Kürdlük davası pek mânâsız bir iddiadır.. Çünkü herşeyden evvel Müslümandırlar.. Hem de salabet-i diniyeyi taassub derecesine isal eden hakiki müslümanlardan… Binaenaleyh, Ermenilerle aynı ırktan bulunup bulunmadıkları meselesi, onları bir dakika bile işgal etmez.
اَ ْلإِسْلاَمِ جَبَّ الْعَصَبِيَّةَ الْجَاهِلِيَّةَ İslâm, uhuvvet-i İslâmiyeye münafi olan kavmiyyet davasını men’ eder.
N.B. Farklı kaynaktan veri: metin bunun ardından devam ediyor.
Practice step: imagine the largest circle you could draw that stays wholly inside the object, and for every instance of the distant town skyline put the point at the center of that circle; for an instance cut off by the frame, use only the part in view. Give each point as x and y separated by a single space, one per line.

Esasen bu, tarihe ait bir şeydir.. Kürdlerin asıl ve nesepleri ne olursa olsun, İslâmdan iftiraka vicdan-ı millîleri asla müsaid değildir. Bununla beraber, Kürdlerin Arap kavm-i necibi ile ırken alâkadar bulunduğu hakâik-i tarihiyedendir.
İslamiyyet, herhangi bir ırkın diğer bir unsur-u İslâm aleyhine olarak menfî surette intibah hasıl etmesini kabul edemez. Binaenaleyh, Kürdleri Müslümanlıktan ayırmak isteyenler esasat-ı İslâmiyeye muhalif hareket ediyorlar. Fakat bunlar da kimlerdir? Bir iki kulüpte toplanan beş on kişiden ibaret!.. Hakiki Kürdler kimseyi kendilerine vekil-i müdafi’ olarak kabul etmiyorlar. Onların vekili ve Kürdlük namına söz söyleyecek ancak Meclis-i Mebusan-ı Osmaniyedeki mebuslar olabilir.
Kürdistan’a verilecek muhtariyetten bahsediliyor… Kürdler, Ecnebî himayesinde bir muhtariyeti kabul etmektense, ölümü tercih ediyorlar. Eğer Kürdlerin serbesti-i inkişafını düşünmek lazım gelirse; bunu Boğus Nubar ile Şerif Paşa değil, Devlet-i Aliye düşünür.
Hülâsa: Kürdler bu hususta kimsenin tevassut ve müdahalesine muhtaç değildirler. Seyyid Abdülkadir Efendinin beyanat-ı ma’lumesine gelince: Bu hususta şimdilik bir şey söyleyemem. Bununla beraber, bu beyanatın tahrif edilip edilmediğini bilemiyorum.” (Asar-ı Bediiyye sh: 466-469).
İşte aşikar bir şekilde görülüyor ki, Bediüzzaman Hazretleri, 1919-1920 de Avrupanın desteğindeki Ermeni Planını ortaya çıkarmış, bazı Kürd Aydınlarını ikaz etmiş ve onları İslam Kardeşliği içinde Osmanlı Türkleri ile beraber hareket etmeye çağırmıştır.